Aile hayatı uyumlu olmadığı için motivasyon eksikliğini kısmen anlıyorum. Bence o, olduğundan daha yaşlı görünen bir insan.
Romanın birçok yerinde Martín soğuk ve ham olarak gösterilir. Vignale, Santomé ile tekrar arkadaş olmaya çalıştığında muhatabının kim olduğunu hatırlamaz ve ondan gelen yorumlara ilgisiz kalır.
Görünüşe göre bu soğukluk onu çocuklarından uzak tutuyor; ama yine de, Laura'ya babacan bir sıcaklık gösteriyor. Bu sıcaklık onu korkutuyor çünkü başka türden bir ilişkiye can atıyor.
Laura'yı kazanmak için harcadığı enerji takdire şayan. Karısının ölümünden beri depolamış olduğu enerji; Bu sevgiyi başkasına gösteremez.
Çocuklarıyla olan ilişkisi mesafelidir, onu endişelendiren ve üzen bir şeydir; fakat çözümü bulamıyor ve çok da hevesle aramıyor.
Ofisteki son günler Martín için acı vericidir, ancak çalışmayı bıraktığında yalnızlık daha da fazla olacaktır.
Martín, Laura'nın ölümünün onu etkilemediğini iddia etti ama içten içe acı çekiyor. Karısının ölümü acı vericiydi ama onunla ilişkisini evlilik yoluyla sonlandırdı. Sanırım Bay Santomé, Laura ile aralarındaki sevginin katılaşmadığını düşünüyor, bu yüzden evlenmek istedi.
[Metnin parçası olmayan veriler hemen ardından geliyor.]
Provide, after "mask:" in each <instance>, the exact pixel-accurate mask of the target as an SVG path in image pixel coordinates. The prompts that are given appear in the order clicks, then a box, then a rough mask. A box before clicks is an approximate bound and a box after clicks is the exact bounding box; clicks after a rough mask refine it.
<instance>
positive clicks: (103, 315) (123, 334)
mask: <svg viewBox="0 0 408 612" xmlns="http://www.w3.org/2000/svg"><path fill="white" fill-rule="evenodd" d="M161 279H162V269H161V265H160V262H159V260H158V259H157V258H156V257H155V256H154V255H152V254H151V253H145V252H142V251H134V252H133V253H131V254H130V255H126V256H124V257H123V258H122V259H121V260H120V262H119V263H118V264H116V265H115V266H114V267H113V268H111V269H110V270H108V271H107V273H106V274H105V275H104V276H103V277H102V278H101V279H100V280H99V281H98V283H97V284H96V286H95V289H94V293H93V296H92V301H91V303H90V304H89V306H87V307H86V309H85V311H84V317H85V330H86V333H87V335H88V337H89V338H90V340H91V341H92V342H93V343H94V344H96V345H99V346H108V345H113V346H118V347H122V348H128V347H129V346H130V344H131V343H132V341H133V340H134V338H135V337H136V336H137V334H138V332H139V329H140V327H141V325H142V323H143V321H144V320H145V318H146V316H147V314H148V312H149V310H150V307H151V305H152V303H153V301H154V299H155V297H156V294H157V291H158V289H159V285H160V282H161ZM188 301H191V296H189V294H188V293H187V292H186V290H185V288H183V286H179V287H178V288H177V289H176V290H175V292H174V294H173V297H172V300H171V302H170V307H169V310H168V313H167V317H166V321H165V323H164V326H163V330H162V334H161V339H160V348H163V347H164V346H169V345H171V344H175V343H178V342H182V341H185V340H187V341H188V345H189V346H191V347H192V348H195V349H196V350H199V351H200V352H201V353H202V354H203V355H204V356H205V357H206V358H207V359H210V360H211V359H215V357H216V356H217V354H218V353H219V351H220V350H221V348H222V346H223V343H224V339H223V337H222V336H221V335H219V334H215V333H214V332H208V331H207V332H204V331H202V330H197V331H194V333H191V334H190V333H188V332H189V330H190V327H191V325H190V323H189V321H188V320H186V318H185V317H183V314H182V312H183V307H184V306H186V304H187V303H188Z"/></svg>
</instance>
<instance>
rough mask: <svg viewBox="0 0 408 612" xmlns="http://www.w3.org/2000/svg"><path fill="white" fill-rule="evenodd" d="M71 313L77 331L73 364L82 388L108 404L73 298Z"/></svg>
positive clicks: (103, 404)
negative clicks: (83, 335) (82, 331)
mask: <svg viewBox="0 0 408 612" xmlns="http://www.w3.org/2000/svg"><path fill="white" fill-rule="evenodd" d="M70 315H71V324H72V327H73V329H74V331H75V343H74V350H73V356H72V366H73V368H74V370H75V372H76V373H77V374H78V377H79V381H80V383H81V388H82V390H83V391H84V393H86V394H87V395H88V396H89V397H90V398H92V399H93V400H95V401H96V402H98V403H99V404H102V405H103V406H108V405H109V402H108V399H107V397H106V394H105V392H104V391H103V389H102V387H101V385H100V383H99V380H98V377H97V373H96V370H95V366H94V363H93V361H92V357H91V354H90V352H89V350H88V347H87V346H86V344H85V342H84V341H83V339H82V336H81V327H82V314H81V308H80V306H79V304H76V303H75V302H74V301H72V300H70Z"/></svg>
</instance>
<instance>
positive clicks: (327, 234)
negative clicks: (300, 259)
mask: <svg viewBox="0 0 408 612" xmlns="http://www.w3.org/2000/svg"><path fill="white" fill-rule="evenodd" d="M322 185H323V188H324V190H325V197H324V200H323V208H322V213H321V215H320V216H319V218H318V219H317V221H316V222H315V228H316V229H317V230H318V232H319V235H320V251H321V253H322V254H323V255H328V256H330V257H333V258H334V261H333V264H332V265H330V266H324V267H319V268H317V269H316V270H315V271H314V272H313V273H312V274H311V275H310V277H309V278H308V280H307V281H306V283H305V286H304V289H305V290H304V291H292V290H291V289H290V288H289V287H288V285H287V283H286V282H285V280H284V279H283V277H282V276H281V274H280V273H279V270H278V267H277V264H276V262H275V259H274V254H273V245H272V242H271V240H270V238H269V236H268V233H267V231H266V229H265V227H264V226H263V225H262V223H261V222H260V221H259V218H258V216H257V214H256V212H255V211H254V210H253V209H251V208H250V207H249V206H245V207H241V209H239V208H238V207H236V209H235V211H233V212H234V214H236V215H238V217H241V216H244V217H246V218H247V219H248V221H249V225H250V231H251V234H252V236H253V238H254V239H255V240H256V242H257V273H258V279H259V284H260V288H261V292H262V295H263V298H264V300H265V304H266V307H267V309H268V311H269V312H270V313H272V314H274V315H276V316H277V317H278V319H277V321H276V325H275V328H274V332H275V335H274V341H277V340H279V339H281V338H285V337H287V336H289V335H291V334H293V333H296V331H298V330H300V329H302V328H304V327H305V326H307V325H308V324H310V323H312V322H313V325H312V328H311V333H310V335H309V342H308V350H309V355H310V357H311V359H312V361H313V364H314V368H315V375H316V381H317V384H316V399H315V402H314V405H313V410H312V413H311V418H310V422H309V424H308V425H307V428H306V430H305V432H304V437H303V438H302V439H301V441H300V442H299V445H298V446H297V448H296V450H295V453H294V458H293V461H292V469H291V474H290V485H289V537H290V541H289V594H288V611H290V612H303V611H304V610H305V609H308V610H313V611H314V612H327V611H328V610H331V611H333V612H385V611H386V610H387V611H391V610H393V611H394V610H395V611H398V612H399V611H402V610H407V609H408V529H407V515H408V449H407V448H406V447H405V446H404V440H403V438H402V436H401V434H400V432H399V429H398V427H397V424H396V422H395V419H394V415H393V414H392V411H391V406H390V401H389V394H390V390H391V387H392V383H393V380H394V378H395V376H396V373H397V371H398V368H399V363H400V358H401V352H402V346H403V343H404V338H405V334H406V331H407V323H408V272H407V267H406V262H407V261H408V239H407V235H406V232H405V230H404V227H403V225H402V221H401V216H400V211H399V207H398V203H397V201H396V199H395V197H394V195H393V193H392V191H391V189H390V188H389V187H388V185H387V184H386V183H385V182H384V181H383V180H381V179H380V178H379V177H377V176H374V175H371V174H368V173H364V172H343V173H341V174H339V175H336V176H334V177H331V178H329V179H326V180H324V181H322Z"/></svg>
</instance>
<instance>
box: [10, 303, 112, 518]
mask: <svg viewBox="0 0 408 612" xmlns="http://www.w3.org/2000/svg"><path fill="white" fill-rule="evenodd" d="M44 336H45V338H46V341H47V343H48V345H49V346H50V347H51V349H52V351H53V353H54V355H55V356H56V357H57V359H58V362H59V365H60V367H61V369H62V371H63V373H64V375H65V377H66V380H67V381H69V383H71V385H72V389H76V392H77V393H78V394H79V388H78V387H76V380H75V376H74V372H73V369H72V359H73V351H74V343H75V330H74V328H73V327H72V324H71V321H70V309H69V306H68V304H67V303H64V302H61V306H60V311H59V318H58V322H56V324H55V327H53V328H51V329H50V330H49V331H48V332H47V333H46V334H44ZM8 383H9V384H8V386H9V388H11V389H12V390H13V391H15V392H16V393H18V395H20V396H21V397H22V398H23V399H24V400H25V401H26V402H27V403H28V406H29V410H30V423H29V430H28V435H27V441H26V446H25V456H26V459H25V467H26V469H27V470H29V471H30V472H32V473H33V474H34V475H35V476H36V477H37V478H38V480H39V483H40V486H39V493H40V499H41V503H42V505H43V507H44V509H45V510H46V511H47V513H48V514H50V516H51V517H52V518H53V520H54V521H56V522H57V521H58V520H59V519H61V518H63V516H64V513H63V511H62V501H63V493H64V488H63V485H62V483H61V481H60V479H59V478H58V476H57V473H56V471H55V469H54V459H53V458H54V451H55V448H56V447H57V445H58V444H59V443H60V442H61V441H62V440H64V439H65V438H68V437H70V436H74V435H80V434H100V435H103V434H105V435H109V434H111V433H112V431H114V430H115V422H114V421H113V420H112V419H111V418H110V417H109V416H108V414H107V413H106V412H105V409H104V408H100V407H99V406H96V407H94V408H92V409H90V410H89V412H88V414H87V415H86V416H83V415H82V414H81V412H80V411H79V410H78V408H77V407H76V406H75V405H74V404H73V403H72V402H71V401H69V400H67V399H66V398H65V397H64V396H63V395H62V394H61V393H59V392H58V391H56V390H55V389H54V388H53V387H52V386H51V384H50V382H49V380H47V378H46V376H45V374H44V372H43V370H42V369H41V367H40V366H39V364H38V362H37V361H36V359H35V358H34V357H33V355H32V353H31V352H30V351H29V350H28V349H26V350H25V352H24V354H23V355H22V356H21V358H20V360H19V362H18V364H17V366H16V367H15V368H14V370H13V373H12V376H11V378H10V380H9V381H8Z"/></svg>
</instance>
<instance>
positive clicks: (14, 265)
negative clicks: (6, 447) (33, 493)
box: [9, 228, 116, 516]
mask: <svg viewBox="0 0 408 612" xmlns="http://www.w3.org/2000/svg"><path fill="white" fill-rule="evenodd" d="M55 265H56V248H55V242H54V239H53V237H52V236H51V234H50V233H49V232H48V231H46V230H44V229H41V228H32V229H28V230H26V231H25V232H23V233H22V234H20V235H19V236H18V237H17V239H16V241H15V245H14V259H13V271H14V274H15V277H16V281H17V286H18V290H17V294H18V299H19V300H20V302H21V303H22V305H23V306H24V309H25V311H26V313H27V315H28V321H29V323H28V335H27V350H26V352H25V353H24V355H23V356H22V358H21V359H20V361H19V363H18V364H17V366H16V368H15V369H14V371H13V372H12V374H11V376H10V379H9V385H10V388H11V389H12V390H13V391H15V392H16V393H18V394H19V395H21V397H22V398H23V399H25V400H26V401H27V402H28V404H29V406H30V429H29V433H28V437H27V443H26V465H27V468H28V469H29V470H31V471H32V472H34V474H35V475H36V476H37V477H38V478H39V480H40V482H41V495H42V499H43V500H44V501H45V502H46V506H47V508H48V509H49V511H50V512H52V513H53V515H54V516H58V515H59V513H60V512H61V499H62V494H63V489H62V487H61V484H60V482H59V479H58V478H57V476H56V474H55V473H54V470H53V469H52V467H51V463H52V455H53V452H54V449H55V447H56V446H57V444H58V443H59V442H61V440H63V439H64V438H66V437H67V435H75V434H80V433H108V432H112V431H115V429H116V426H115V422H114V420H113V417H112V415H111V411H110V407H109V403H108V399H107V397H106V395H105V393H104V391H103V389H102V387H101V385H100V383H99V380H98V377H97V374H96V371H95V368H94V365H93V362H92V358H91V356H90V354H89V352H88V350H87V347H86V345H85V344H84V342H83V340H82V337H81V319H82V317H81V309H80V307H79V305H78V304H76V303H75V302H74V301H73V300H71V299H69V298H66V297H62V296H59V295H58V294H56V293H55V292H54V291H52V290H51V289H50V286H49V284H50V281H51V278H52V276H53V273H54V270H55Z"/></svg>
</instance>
Bu roman aynı zamanda bize sadece deneyerek mutlu olabileceğimizi de öğretiyor; Ayrıca bize her anı dolu dolu yaşamamız gerektiğine dair bir başka önemli ders de veriyor çünkü hayat çok kısa ve her an sönebilir.
Mario Benedetti'nin bu eserinin çeşitli nedenlerle değerli olduğunu eklemek istiyorum: konusu, içerdiği değerler. bizi sahnelere ve senaryolara soktuğu için duyguların sıcaklığı ve tanım düzeyi. anlatır.
Bu parçanın romanın türüyle alakalı olduğunu düşünüyorum.